Stalling is painful. Driving with one foot on the gas with the other on the brake is hard on the car. It takes a long time, if ever, to get where you're going.

The answer is in the doing.




For me, it's writing this after months (last post - August 4th) of excessive absenteeism. I have so many stories to tell - moving from east coast to west - just the drive across the country is a short story - I've been lost in my big changes - still want to interview everyone I know about change and how they do it because we all know it never ends, this change thing. Being in touch is so much better, not so lonely. Tell me one thing you've been up to, doing, feeling...

This is not about what you should've done, jeez. Talk about killing something before you get a spark going. My personal list of shoulda's would bury me. Enough of that. 

March Forth is today, a hand reaching out, a hug.

What's one thing you want to bring forth in your life today?

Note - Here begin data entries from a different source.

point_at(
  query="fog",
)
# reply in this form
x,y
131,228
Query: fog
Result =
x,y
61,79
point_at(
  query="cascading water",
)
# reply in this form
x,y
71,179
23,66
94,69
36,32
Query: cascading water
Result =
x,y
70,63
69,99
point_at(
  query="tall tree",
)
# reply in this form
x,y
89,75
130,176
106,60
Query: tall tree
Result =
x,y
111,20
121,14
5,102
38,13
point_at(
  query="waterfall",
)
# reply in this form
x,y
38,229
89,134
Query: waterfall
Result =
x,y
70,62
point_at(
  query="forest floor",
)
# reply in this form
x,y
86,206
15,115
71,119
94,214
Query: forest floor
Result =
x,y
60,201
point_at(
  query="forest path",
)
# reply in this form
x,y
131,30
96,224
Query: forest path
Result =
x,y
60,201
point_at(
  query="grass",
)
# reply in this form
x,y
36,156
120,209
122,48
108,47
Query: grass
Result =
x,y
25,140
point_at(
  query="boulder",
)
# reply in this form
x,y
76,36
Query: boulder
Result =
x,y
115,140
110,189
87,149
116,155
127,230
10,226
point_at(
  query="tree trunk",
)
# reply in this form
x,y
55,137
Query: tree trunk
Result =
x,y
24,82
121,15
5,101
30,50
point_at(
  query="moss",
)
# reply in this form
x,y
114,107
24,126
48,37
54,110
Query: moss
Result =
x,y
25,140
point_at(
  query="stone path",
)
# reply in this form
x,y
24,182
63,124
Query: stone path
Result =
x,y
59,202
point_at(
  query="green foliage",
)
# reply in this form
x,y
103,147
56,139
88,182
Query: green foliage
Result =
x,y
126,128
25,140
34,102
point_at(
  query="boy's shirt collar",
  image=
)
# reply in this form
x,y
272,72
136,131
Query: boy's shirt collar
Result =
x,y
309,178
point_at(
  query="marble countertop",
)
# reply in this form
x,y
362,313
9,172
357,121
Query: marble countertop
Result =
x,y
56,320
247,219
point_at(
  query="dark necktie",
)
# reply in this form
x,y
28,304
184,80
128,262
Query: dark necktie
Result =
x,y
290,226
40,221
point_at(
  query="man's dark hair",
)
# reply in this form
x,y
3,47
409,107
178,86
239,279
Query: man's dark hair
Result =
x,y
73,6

What can you March Forth with one small action, tiny baby step, beginning.

start here. 

If, like me, you're a staller because something's not quite ready, not exactly what you want to say or do, you will, like me, go months living with a low grade malaise of in-action, of not living with purpose. Don't even get into purpose. That's a rabbit hole if there ever was one. You, as my friend, Teri, says - You, are the purpose. Search no more. There are no study guides for what we're doing here though most days we walk around thinking we missed something crucial - the boat?

Not doing is a lost-ness, a suppression of your life energy, for me, a veil of depression. The lemons on the tree don't look yellow. Not doing breeds a dullness of spirit. It's a slow-beat down of the self.

We know the enormous satisfaction that comes from simply making the phone call, sending the email, writing a letter, having the conversation, finishing the project. These things don't have to be earth-shattering. Small steps, baby steps, begin, finish.

The answer is in the doing. 

For me, on this March Forth, my doing was to write (imperfectly) and hit publish.